The Thaw: Nixon Enters the International Repertory
Today, it appears that Nixon was ahead of its time. There’s a long list of contemporary operas that have languished after one or two productions. But Nixon has continued to ascend, both on the strength of Adams’ reputation, and as a distinctly American opera. Along with works such as Jake Heggie’s Dead Man Walking, it continues to receive new productions around the world. According to Boosey and Hawkes, Adams’ publishing house, Nixon has been performed in 18 U.S. cities since 1987, as well as in major houses in Europe, Canada, Australia Greece, Finland, and the United Kingdom.
It’s also reaching a new generation of audiences unfamiliar with the events it portrays. In his liner notes for the original Nixon recording, critic Michael Steinberg wrote “Surely there has been no audience member at any performance of Nixon in China, no listener to this recording, who has not heard Richard Nixon speak in actuality, on television, on the radio.” That’s no longer true. Brian Mulligan, the baritone singing the title role for the first time in San Francisco, embodies a new wave of singers learning the opera and its history.
Generation X Interpreters Take Over
Mulligan, who is in his early 30s, first saw Nixon in a Denver production. “Honestly, I was overwhelmed — exhilarated and furious,” he says. “There was so much I didn’t understand. Adams was writing about things in the public consciousness. I knew about Nixon, and vaguely about his trip to China . But I didn’t know the specifics. The second scene in particular — this conversation between Mao and Nixon — is so dense and difficult. There were all these oblique references — to the Yellow Crane, to Nixon’s own writings. I just remember thinking ‘What are they talking about? Why didn’t I know this?’ ”

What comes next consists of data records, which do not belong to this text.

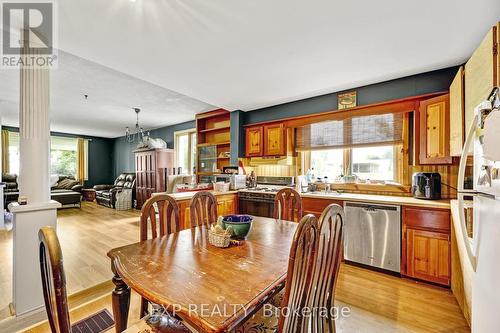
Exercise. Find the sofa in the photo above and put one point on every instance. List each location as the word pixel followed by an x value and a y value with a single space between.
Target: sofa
pixel 106 194
pixel 66 190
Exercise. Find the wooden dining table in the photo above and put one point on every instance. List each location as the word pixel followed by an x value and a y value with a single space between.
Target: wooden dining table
pixel 211 289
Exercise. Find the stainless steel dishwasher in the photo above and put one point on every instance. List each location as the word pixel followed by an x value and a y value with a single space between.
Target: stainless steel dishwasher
pixel 373 235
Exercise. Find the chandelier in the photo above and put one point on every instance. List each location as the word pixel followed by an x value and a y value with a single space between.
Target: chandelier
pixel 138 131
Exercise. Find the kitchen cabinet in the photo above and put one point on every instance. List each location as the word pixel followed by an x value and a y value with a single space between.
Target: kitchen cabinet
pixel 227 204
pixel 426 245
pixel 254 145
pixel 316 206
pixel 274 140
pixel 482 73
pixel 434 131
pixel 457 127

Mulligan, whose previous San Francisco Opera roles include Valentin in Faust and Ragueneau in Cyrano de Bergerac, began researching the new role by reading various Nixon writings. Earlier this year, he traveled to China. He asked people he met for their recollections, and says he received some answers. But he also returned with a sense of the unanswerable. “These were poetic things that Mao and Chou En-lai said,” he notes. “People told me ‘Not everything is meant to be understood.’ I think this is part of why Alice Goodman’s libretto is so brilliant.”
Currently in rehearsals, Mulligan says he continues to gain respect for Nixon. “It’s challenging, and universal,” he says. “There’s a feeling of overwhelming exhilaration in this opera, like being strapped into a roller coaster, or an airplane. There’s a feeling of accomplishment, too — the power of men to overcome these differences and connect as humans.”
Adams, commenting via email from Los Angeles, where he was in rehearsals for the premiere of his The Gospel according to the Other Mary at the Los Angeles Philharmonic, said he hadn’t seen the Vancouver production of Nixon. But he was pleased that the opera was coming to San Francisco. “I haven’t a great deal of huge importance to share about Nixon beyond the fact that I’m happy that it gets so many performances these days, especially considering how it was pretty much dismissed when it first appeared 25 years ago,” he noted. “Whoever said ‘living long is the best revenge’ was right.”
Gockley, meanwhile, leaned back in his office under the poster of the production that started it all. A Nixon rehearsal was streaming live on a screen opposite his desk. “Look, Air Force One is landing,” he said. “I can’t wait.”